A hot summer could easily support much stronger power generation levels than assumed in the firm’s base case, and put storage on a trajectory comparable to the low last year. Under this scenario, Societe Generale expects core summer prices in the $3.10-3.30 range, but perhaps most importantly, it highlights risk of $3.50-plus prices in winter 2019-20.

The biggest downside price risk to the firm’s 12-month forecast is weaker liquefied natural gas exports, which would allow for a faster injection pace this summer than assumed in its base-case balances.

“We see the global gas market moving into a period of oversupply, and with the United States playing the role of marginal supplier, there is risk for reduced utilization of U.S. export facilities,” Dougherty said.

The firm assumes an average 90% utilization of LNG export facilities through 2020. If utilization falls to average even 75%, it would expect 2H19 prices to average about 10 cents lower, but it would expect 2020 prices to average closer to current 2Q2019-4Q2020 market expectation, at $2.65. “We see a 30% chance that U.S. export utilization averages lower than our assumption,” Dougherty said.

Permian Prices Sink Further

While market hubs across the country ended the week in the red, the pricing picture was even more bleak in the Permian Basin, where prompt-month contracts fell further below the $1 threshold, according to Forward Look.

Waha April prices fell 9 cents from March 7-13 to reach just 67 cents, while May slipped a penny to 88 cents and the summer strip dropped 9 cents to $1.19. Unlike cash prices, which have seen a substantial bounce this week, forward prices remain far back of Henry Hub, coming in more than $2 below the benchmark for April, $1.95 below for May and nearly 60 cents below for the summer.

El Paso Permian forward prices were slightly stronger than Waha during the March 7-13 period, but also remained well below Henry Hub.

In contrast, West Texas cash prices continued to strengthen Wednesday, building on a run of day/day gains that has seen the constrained producing region close the gap on Henry Hub this week.

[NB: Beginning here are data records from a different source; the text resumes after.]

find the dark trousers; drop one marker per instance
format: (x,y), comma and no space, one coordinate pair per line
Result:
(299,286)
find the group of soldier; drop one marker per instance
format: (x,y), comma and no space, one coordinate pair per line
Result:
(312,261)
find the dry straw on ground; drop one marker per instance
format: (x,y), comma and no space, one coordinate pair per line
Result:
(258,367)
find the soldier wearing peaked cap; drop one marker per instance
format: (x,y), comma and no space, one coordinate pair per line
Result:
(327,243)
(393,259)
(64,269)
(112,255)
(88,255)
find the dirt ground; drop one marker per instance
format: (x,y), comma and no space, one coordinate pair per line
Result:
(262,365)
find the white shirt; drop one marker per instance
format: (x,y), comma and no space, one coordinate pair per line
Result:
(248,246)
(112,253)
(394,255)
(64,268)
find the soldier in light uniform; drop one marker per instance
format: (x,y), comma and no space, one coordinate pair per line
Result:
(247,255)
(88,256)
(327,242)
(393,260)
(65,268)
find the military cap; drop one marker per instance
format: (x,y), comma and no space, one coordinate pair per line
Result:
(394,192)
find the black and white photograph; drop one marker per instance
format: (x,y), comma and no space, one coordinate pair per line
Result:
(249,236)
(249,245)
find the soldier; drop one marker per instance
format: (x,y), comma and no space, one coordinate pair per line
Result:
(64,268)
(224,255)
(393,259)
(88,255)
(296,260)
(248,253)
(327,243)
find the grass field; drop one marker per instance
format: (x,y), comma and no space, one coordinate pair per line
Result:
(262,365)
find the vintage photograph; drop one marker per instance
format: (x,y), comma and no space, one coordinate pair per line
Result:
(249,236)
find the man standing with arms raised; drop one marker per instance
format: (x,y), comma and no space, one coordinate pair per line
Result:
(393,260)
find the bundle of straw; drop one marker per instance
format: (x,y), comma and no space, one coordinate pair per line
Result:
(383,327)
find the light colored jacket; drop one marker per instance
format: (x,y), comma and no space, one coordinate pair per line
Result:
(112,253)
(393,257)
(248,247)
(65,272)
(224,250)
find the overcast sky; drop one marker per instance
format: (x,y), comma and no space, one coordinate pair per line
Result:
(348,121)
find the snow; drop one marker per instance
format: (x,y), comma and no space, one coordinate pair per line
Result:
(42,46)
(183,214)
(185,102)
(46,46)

Waha gained 41.5 cents to average $1.670. Since Friday, when Waha traded $2.175 back of Henry Hub, basis at the West Texas trading point has improved by around $1 to average minus $1.140 Wednesday, NGI data show.

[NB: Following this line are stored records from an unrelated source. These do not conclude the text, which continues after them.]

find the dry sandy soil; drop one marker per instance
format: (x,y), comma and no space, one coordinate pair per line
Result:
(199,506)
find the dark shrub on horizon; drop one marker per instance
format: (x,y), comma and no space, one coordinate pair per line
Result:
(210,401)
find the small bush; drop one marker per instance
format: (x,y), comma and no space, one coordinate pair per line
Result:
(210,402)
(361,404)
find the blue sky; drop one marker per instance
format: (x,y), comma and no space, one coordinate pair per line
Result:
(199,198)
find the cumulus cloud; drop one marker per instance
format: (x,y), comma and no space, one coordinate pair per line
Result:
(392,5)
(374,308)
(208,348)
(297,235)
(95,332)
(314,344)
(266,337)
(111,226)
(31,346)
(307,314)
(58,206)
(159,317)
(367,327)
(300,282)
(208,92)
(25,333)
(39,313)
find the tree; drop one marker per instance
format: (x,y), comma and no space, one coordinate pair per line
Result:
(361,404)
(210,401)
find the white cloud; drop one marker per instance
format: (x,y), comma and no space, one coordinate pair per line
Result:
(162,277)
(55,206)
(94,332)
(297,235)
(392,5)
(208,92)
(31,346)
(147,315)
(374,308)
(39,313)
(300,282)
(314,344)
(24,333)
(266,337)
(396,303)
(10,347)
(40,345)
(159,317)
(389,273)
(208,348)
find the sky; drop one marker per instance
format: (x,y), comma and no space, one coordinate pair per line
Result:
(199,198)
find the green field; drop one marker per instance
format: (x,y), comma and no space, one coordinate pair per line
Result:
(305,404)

The weakness in the nearby months of the forward curve reflect the ongoing pipeline constraints in the Permian. While some new infrastructure is slated to come online in October, as evidenced in the stronger pricing in the back end of 2019, the majority of the constraints are not expected to be relieved until 2020.

Still, that’s not stopping robust production growth in the region, where gas is produced as a byproduct with drilling activity concentrated on oil. Just last week, ExxonMobil Corp., one of the most active drillers in the Permian, said it plans to boost production in the basin to more than 1 million boe/d by as early as 2024, an increase of nearly 80%.

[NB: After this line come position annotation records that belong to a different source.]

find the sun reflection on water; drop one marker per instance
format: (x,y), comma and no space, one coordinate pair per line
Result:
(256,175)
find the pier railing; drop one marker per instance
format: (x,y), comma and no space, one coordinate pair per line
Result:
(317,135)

Meanwhile, Evercore ISI reported that during February, Permian Basin permitting remained strong, with activity in West Texas and southeastern New Mexico collectively up 101 month/month to 804. Drilling activity, however, trended down across the basin in February, as horizontal rigs fell to 425, off nine month/month. Operators also dropped three nonhorizontal rigs to end at 43.

Elsewhere across the country, New England forward prices posted far more substantial losses than most other market hubs as a shift to more spring-like temperatures has taken place in the region. Algonquin Citygates April plunged 21 cents from March 7 to 13 to reach $3.184, while May dropped a more modest 6 cents to $2.714 and the summer fell a nickel to $2.95, according to Forward Look.

In the Rockies, Northwest Sumas continued to see substantial swings at the front of the curve in response to volatility in the cash market. Cash prices averaged $10 on Friday, fell to $3.47 by Tuesday and then bounced back to $4.265 by Wednesday. Still, that’s a far cry from the $200 level seen earlier this month.

On the forward curve, Northwest Sumas April tumbled 46 cents to $3.11, while May held steady at $2.535 and the summer held at $2.97, Forward Look shows.